Tarih: 7 Ekim 2008 Kaynak: Radikal Yazan: Murat Selçuk
Türkiye’nin sadece güneş potansiyeli yıllık enerji tüketimini karşılayabilecek düzeyde. Rüzgar ve jeotermal enerji de cabası... Ama birileri Karadeniz derelerine ‘ithal’ kömürle çalışacak 426 hidroelektrik santrali ve nükleer santraller yapma peşinde...

Canlı ve cansız çevrenin tamamı olarak adlandırılan ekosistem, hassas dengeler içerisinde sürüyor. Karadeniz’i görenler bilirler:?Bir ressamın tuvalindeki bembeyaz pamuk bulutların altında yatan yemyeşil bir pastoral tablo gibidir. Buralarda ülkenin en yaşlı ormanlarını seyredip karlı zirvelerinin önünde kendinizi bir film kahramanı gibi hissedersiniz.

Bu atmosferde Karadeniz platolarında dönen filmlere beraber bir gözatalım. İlk olarak hükümet 2007 yılında derelerin satışını imzalayarak, 426 HES (Hidro Elektrik Santrali) projesine onay verdi. Ancak çevrenin korunması yönetmeliğini unuttuğunu fark ettiğinde HES’lerden 42’sinin inşaatı başlamıştı bile. UNESCO tarafından Türkiye’nin ilk biyosfer rezervi olarak koruma altına alınan Macahel’e bile santral yapılmak isteniyordu. Bölgede planlanan 106 HES ile birlikte Artvin Cerattepe altın madeni de işin cabasıydı. Ekolojistler bu girişimleri dünyada sadece 100 tane kalan doğal ormana tecavüz olarak nitelendiriyor.
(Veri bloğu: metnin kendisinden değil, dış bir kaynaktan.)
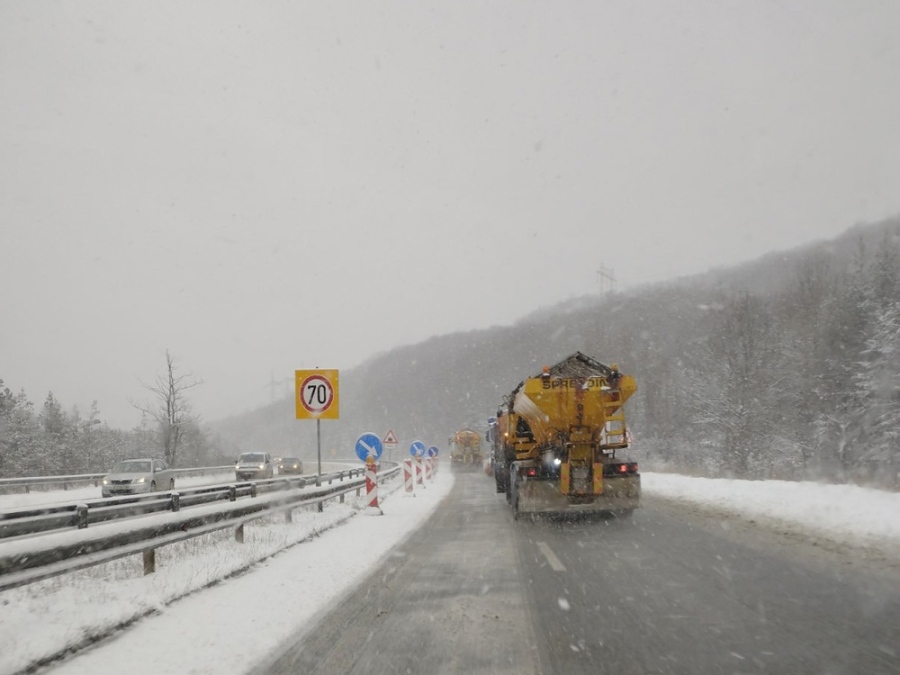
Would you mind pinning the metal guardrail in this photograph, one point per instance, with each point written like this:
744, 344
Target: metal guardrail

Çoruh nehri üzerine ise toplamda 27 tane baraj yapılması planlandı ve 280 metrelik gövde yüksekliği ile sanki doğaya meydan okur gibi yükselecekler. Oysa dünyanın bu en hızlı akan akarsuyunun taşıdığı alüvyon ve çöpler, 50 yıllık ortalama baraj ömrünü 30 yıla çekiyor. Görünen dehşet manzara o kadar büyük ki... Bu işler yapılırken tüketilen para ve enerjinin üretimden daha fazla olduğuna kanaat getiriyorsunuz. Mesela törenle açılan Borçka barajında yaz aylarında suyun debisi az olduğundan ancak iki gün çalışabiliyor. Diğer günler çalışması için çevredeki derelerden su getirilerek faaliyetin sürdürülmesi planlanıyor. Mühendisliğin daniskası... Ayrıca eski yolun baraj altında kalacağı unutulduğu için de, yeni yol maliyetleri milyar dolarcık daha artırmış. Bu barajların toplam enerji içindeki payları ise yüzde 5. Ekolojik yıkım ise işin en vahim boyutu. Bilinçli olarak coğrafya belleğinin yok edilişine şahit oluyorsunuz.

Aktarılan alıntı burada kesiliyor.